There is currently a granite works at Concordia where large blocks of the stone are quarried and cut into large (up to 50 tons) blocks for transport to Cape Town where the granite is exported and used domestically.

During the Anglo Boer War, the Boers used Concordia as their headquarters whilst Okiep (some 6 km away) was under siege.

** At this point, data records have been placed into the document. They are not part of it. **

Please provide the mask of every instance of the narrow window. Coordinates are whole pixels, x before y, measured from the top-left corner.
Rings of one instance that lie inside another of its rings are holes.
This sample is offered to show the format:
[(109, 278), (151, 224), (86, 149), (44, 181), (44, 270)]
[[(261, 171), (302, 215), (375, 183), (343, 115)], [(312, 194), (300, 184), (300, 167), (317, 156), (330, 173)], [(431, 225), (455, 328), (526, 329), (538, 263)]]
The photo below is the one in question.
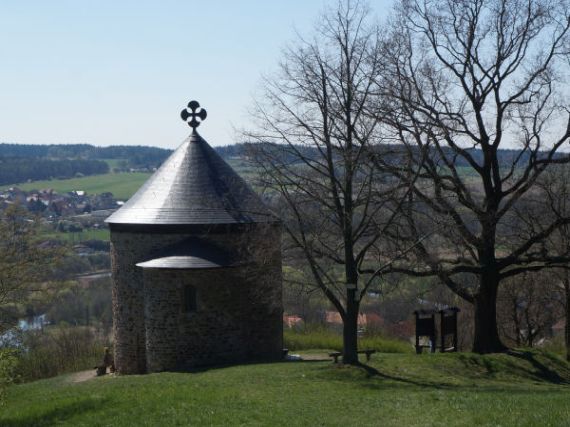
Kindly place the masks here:
[(184, 312), (192, 313), (194, 311), (196, 311), (196, 288), (184, 286)]

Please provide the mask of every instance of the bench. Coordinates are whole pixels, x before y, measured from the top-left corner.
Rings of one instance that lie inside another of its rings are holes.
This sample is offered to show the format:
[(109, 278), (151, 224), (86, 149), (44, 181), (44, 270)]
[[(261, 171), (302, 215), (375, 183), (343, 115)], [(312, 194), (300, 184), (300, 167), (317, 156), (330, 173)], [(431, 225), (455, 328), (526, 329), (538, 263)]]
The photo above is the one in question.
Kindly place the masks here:
[(334, 363), (338, 363), (338, 357), (342, 356), (342, 353), (335, 351), (334, 353), (329, 353), (329, 357), (334, 358)]
[[(358, 354), (365, 354), (366, 360), (370, 361), (370, 356), (373, 355), (374, 353), (376, 353), (376, 350), (372, 350), (372, 349), (358, 350), (357, 353)], [(332, 357), (334, 359), (334, 363), (338, 363), (338, 358), (340, 356), (342, 356), (342, 353), (340, 351), (335, 351), (334, 353), (329, 353), (329, 357)]]
[(376, 350), (359, 350), (358, 354), (365, 354), (366, 355), (366, 360), (369, 361), (370, 360), (370, 356), (373, 355), (374, 353), (376, 353)]

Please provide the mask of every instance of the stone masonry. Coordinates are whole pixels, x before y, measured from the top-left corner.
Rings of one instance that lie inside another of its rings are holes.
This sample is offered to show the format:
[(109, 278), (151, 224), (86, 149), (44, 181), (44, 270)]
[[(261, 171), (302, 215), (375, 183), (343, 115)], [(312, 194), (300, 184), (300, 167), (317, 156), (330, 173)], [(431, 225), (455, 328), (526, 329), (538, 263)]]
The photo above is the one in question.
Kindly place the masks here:
[[(121, 374), (277, 360), (282, 354), (280, 226), (255, 224), (201, 237), (238, 254), (235, 267), (161, 270), (136, 267), (188, 233), (113, 231), (115, 363)], [(184, 286), (197, 309), (184, 313)]]

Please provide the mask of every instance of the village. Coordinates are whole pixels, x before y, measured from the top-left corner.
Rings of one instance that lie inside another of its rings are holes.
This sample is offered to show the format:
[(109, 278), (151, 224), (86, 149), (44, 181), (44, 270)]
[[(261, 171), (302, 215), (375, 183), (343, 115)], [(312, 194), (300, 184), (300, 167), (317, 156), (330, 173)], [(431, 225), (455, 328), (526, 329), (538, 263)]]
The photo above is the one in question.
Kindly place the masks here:
[[(50, 222), (58, 219), (71, 219), (84, 214), (105, 219), (123, 203), (124, 201), (116, 200), (110, 192), (87, 194), (83, 190), (75, 190), (58, 194), (50, 188), (23, 191), (18, 187), (0, 190), (0, 209), (18, 204), (27, 209), (30, 214), (38, 215)], [(97, 227), (101, 226), (100, 222), (96, 224), (98, 224)]]

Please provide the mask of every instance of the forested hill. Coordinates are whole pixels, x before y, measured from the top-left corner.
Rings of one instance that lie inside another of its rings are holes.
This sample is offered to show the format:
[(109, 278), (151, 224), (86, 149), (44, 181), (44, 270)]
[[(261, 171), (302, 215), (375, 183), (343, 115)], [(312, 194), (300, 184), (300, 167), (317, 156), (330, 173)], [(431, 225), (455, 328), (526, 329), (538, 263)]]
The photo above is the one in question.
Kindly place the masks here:
[[(392, 146), (383, 146), (393, 151)], [(215, 150), (223, 157), (242, 157), (245, 155), (246, 148), (243, 144), (232, 144), (222, 147), (214, 147)], [(303, 147), (301, 149), (306, 153), (307, 157), (312, 157), (312, 152), (316, 150), (311, 147)], [(483, 153), (478, 149), (467, 150), (473, 156), (475, 161), (481, 163)], [(32, 144), (6, 144), (0, 143), (0, 158), (17, 157), (17, 158), (44, 158), (44, 159), (84, 159), (84, 160), (110, 160), (120, 159), (127, 162), (131, 168), (155, 168), (162, 164), (164, 160), (172, 153), (172, 150), (158, 147), (148, 147), (141, 145), (112, 145), (110, 147), (96, 147), (90, 144), (50, 144), (50, 145), (32, 145)], [(450, 151), (450, 156), (451, 156)], [(513, 159), (520, 154), (519, 150), (502, 149), (499, 150), (499, 161), (501, 163), (510, 164)], [(519, 162), (528, 161), (528, 153), (525, 153), (519, 159)], [(467, 162), (457, 159), (458, 166), (468, 166)], [(463, 164), (464, 163), (464, 164)]]
[(109, 165), (102, 160), (0, 157), (0, 185), (108, 172)]
[(142, 146), (0, 144), (0, 185), (100, 175), (110, 171), (109, 164), (120, 171), (150, 171), (160, 166), (171, 152)]
[[(269, 144), (267, 144), (266, 148), (267, 147), (269, 147)], [(230, 157), (242, 157), (246, 155), (247, 152), (247, 146), (244, 144), (234, 144), (234, 145), (228, 145), (224, 147), (214, 147), (214, 148), (223, 158), (226, 159)], [(387, 156), (388, 158), (392, 157), (393, 161), (395, 162), (399, 162), (401, 160), (401, 157), (398, 155), (398, 153), (402, 151), (402, 146), (382, 144), (382, 145), (377, 145), (376, 148), (378, 149), (379, 153), (381, 154), (383, 153), (383, 155)], [(296, 150), (302, 156), (309, 159), (310, 158), (319, 159), (321, 157), (321, 154), (313, 146), (297, 146)], [(280, 156), (287, 156), (288, 151), (289, 150), (285, 150), (285, 152), (281, 152)], [(472, 159), (477, 164), (479, 165), (483, 164), (483, 151), (476, 148), (469, 148), (466, 149), (466, 151), (471, 155)], [(456, 156), (456, 153), (450, 148), (444, 148), (443, 152), (445, 153), (445, 157), (455, 166), (467, 167), (467, 168), (471, 167), (471, 165), (465, 158), (461, 156)], [(540, 152), (537, 157), (540, 158), (541, 156), (546, 156), (547, 154), (548, 154), (547, 152)], [(513, 163), (516, 163), (517, 167), (524, 167), (526, 164), (528, 164), (530, 155), (531, 153), (528, 151), (521, 152), (521, 150), (516, 150), (516, 149), (499, 149), (497, 153), (499, 164), (502, 167), (510, 167)], [(556, 153), (554, 155), (554, 158), (559, 158), (564, 155), (566, 154)], [(435, 150), (432, 150), (431, 157), (433, 159), (436, 159), (437, 161), (438, 158), (442, 157), (442, 154), (436, 152)], [(299, 161), (299, 155), (298, 154), (291, 155), (289, 160), (291, 162)]]
[[(385, 153), (399, 151), (396, 146), (382, 145), (379, 147)], [(214, 148), (225, 159), (243, 157), (247, 150), (244, 144)], [(298, 147), (298, 149), (308, 158), (318, 157), (318, 152), (314, 147)], [(477, 163), (482, 163), (481, 150), (470, 149), (468, 151)], [(0, 185), (28, 180), (104, 174), (110, 171), (109, 164), (118, 171), (133, 169), (152, 171), (159, 167), (171, 153), (172, 150), (164, 148), (130, 145), (96, 147), (90, 144), (0, 143)], [(515, 159), (519, 164), (525, 164), (528, 162), (528, 156), (528, 153), (512, 149), (499, 150), (498, 155), (499, 163), (502, 165), (510, 165)], [(437, 157), (436, 153), (434, 157)], [(449, 150), (449, 158), (452, 157), (453, 153)], [(109, 162), (110, 160), (114, 162)], [(292, 158), (291, 160), (298, 159)], [(457, 158), (455, 164), (469, 167), (469, 164), (462, 158)]]
[(43, 159), (121, 159), (132, 168), (154, 168), (159, 166), (172, 152), (158, 147), (113, 145), (95, 147), (90, 144), (0, 144), (0, 157), (43, 158)]

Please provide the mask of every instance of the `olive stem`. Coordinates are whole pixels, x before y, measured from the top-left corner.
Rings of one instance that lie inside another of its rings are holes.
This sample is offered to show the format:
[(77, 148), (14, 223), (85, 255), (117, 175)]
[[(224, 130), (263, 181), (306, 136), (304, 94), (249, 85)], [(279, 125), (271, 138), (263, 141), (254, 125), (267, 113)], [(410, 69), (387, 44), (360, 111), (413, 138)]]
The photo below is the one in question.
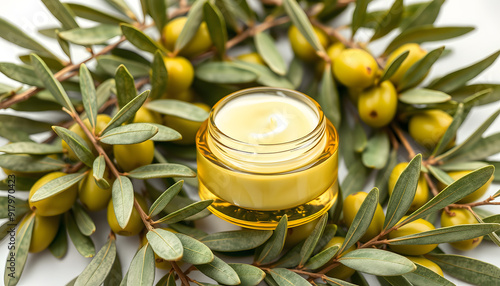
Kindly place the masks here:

Today some of the magnificent examples of Cornish stone masonry still exist in addition to the original granary which was used as a hospital by the Boer commandos during the Anglo Boer War.

==Places of interest==
- The granite ore bins of the Tweefontein Mine has outstanding examples of Cornish stone masonry. The New Prospect Mine houses another granite ore bin in excellent condition.
- The graveyard contains the graves of early Rhenish missionaries and unmarked graves of fallen Boer soldiers.
- Orbicule Hill is a declared heritage site situated just west of Concordia. Exhibiting the finest example of orbicular diorite in the country, the rare rock texture is the result of granitoid magmas separating while in a fluid state which forms concentric internal banding.
- The Rhenish Mission Station was established in 1852 in the same year in which copper was discovered by European prospectors in the area.
- The United Reformed Church is a stone church building erected in 1875 by Cornishmen, with the original organ dating back to 1915. It is a fine example of outstanding stone masonry.